Davino
Member
What's going on in the present environment regarding matte ink demand/availability – has there been a move away from matte ink? A lot of searching for answers and some consultation with an LLM offers this possible explanation:
"Short answer: Yes, for UV/LED offset. Not because matte is impossible, but because the economics don't support it.
What's driving this:
You need a solution the industry has abandoned because it doesn't scale profitably. Toyo made matte UV ink. Printers complained about inconsistency. Support costs exceeded revenue. They killed it. You're not encountering incompetence. You're encountering market economics that have decided your problem isn't worth solving.
What remains:
Printers and suppliers who still care about craft, who might bend for a prestige project. Or workarounds like spot matte OPV."
– Source: claude.ai (Opus 4.5)
"Short answer: Yes, for UV/LED offset. Not because matte is impossible, but because the economics don't support it.
What's driving this:
- UV/LED is inherently glossy. The cured polymer film is smooth and reflective by nature. Matte requires intervention—matting agents, special varnishes—that add complexity, cost, and variability.
- Packaging dominates print volume. Packaging wants gloss. Shelf appeal. Pop. That's where the money is. Ink manufacturers optimize for their biggest customers.
- Book printing is a shrinking, low-margin segment. Publishers have moved to digital print-on-demand or offshore. High-end offset book work is a tiny niche. Nobody's R&D budget targets it.
- LED UV specifically has narrower wavelength range. Less flexibility in cure chemistry than mercury lamps. Matting agents scatter light and interfere with cure. The problems compound.
- Conventional offset is dying. Oil-based inks with matte options still exist, but printers have converted presses to UV/LED for speed. The equipment that ran matte well is being retired.

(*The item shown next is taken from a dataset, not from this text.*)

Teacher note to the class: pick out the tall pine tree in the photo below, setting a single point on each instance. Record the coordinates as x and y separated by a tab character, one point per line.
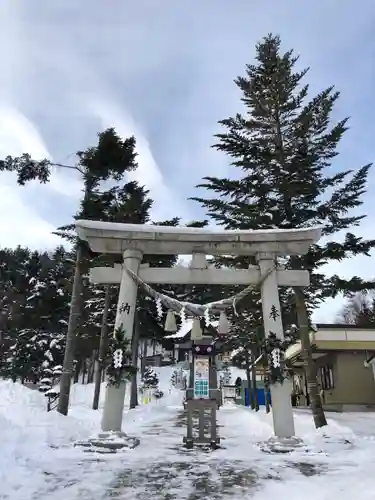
283	146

You need a solution the industry has abandoned because it doesn't scale profitably. Toyo made matte UV ink. Printers complained about inconsistency. Support costs exceeded revenue. They killed it. You're not encountering incompetence. You're encountering market economics that have decided your problem isn't worth solving.
What remains:
Printers and suppliers who still care about craft, who might bend for a prestige project. Or workarounds like spot matte OPV."